A charabanc is humorously mentioned in George Formby's song "Riding In The T.T. Races" depicting a motorcycle race in the Isle of Man, where George sings "Once my bike was hard to ride, but I didn't mind, Until I found they'd hitched a charabanc on behind."

The charabanc tour is also the (admittedly vague — see The Beatles Anthology, episode 6) premise of The Beatles 1967 television film Magical Mystery Tour, in which a group of characters (Spotlight 'oddities', 'lovelies' and The Beatles themselves) toured Southern England in a mix of music hall tunes/comedy, contemporary psychedelia, and musical set pieces by the Fab Four.

The charabanc is also notably mentioned in Dylan Thomas's short story "A Story", also known as "The Outing".[8] In this piece the young Thomas unintentionally finds himself on the annual men's charabanc outing to Porthcawl. Within the story the charabanc is referred to as a 'chara' in colloquial Welsh English.

The book Magnolia Street, a 1932 novel by Louis Golding, notes that the family went off on their holiday in their char-à-bancs.

One chapter in the book Cider with Rosie (1959), by Laurie Lee, focuses on the annual Slad village outing. The villagers took a particularly bumpy ride in a convoy of charabancs to Weston-super-Mare, which was young Laurie's first visit to the seaside.

The Charabanc Theatre Company was co-founded in 1983 by Belfast native and playwright Marie Jones (b. 1955), who went on to write Stones in His Pockets, an Ireland-based play with a two-man cast that ran successfully locally and in London, and reasonably successfully on Broadway.

A charabanc is mentioned in the lyrics of the 'The Stranglers' song "Peaches" from their 1977 album Rattus Norvegicus.

References / sources

  1. "char-à-banc". Oxford English Dictionary.
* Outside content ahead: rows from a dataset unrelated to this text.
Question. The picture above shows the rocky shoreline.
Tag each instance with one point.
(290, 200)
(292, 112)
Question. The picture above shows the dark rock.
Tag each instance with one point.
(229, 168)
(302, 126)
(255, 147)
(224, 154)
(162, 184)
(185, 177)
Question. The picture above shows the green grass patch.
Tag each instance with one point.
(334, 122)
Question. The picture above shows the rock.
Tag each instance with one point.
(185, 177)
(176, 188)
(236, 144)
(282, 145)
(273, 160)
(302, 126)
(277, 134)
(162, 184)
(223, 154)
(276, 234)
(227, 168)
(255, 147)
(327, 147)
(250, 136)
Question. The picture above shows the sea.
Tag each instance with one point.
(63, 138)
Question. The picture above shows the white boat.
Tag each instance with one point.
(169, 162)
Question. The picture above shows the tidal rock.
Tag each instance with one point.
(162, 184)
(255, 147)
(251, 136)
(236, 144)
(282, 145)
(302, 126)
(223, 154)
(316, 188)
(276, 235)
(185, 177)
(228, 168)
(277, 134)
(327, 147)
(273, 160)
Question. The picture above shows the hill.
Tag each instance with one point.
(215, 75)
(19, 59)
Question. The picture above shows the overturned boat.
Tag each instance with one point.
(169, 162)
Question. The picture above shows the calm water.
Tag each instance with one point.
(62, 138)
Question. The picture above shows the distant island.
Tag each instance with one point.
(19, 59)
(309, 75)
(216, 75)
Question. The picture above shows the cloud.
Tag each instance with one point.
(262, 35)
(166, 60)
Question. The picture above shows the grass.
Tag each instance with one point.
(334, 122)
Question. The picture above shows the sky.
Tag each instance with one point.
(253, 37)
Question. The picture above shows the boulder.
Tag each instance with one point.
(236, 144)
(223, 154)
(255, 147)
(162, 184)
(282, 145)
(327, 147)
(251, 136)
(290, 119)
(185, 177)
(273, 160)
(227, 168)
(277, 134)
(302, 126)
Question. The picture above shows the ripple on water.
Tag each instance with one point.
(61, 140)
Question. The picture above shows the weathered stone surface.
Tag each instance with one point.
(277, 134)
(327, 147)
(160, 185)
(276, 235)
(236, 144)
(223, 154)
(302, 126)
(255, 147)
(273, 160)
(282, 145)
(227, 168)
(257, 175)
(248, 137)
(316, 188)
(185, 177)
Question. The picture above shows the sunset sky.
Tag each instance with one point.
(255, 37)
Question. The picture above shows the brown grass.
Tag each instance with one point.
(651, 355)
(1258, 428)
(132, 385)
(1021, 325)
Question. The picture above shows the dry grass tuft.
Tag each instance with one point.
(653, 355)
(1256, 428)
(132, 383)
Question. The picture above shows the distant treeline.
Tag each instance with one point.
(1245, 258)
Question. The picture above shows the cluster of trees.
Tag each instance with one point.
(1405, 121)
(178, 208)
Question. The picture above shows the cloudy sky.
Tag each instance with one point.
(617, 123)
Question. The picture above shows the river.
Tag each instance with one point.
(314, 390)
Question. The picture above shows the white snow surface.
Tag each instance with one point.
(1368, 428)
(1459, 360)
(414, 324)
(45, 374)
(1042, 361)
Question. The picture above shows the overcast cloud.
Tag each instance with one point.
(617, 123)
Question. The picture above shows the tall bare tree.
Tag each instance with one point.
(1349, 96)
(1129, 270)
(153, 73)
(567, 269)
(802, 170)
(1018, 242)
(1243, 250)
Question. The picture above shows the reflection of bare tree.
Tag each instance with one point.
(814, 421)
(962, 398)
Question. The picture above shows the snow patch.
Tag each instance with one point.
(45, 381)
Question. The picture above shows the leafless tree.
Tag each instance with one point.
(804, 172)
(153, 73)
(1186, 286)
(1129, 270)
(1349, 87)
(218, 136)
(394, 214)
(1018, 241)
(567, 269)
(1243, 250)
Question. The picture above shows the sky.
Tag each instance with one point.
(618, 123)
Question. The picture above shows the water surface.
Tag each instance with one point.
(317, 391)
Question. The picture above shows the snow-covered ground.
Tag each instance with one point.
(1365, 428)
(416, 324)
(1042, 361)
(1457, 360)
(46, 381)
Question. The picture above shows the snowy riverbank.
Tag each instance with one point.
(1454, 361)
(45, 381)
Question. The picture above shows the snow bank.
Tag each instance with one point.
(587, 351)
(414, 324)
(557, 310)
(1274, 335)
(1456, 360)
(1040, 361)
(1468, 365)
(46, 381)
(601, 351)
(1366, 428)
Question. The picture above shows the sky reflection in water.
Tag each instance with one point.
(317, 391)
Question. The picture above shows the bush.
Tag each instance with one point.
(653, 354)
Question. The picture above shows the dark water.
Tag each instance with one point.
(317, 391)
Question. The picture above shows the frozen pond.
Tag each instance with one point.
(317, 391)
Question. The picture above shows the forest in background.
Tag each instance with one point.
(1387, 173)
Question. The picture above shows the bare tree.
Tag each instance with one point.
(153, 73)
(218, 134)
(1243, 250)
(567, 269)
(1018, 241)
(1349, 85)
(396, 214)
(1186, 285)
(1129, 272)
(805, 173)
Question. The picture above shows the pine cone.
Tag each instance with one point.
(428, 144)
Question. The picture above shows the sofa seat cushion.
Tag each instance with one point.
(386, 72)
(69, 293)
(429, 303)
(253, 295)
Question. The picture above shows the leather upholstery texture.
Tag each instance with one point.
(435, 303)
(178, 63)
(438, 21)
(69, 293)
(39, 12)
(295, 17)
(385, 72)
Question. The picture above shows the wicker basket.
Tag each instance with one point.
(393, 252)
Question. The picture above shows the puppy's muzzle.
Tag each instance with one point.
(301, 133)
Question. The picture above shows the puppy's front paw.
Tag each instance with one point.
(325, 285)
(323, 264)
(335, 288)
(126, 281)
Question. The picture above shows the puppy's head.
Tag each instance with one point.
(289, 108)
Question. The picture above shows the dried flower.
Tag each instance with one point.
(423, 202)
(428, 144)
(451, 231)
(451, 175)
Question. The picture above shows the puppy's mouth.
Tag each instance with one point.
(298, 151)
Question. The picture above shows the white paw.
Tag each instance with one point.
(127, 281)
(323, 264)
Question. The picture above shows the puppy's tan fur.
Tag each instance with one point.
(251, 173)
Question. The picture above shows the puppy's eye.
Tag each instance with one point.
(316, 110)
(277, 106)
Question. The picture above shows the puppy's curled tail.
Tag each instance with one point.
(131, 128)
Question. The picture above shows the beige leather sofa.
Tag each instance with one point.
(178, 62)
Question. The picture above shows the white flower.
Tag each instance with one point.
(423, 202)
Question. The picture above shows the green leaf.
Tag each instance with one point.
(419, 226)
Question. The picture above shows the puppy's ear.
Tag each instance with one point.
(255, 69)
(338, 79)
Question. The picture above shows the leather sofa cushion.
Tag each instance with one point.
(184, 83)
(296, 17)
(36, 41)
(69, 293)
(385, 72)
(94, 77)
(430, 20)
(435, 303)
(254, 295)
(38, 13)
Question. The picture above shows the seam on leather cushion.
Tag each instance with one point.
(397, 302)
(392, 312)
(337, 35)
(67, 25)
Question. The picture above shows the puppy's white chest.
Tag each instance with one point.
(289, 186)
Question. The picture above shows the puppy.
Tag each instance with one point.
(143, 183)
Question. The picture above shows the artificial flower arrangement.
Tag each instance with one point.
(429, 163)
Oxford University Press. 2nd ed. 1989.
  2. World Wide Words: Charabanc
  3. charabanc - Britannica Online Encyclopedia
  4. Flickr (2008-04-28). "This road is not suitable for charabancs". Retrieved on 2008-10-25.
  5. Smith, D. J. (1994). Discovering Horse-drawn Vehicles. Osprey Publishing, 85–86. ISBN 0747802084. 
  6. Decemberists - Legionnaire's Lament Lyrics. TheLyricArchive.
  7. Stranglers - Peaches Lyrics. TheLyricArchive.
  8. The Collected Stories, by Dylan Thomas. New Directions Publishing, 1984.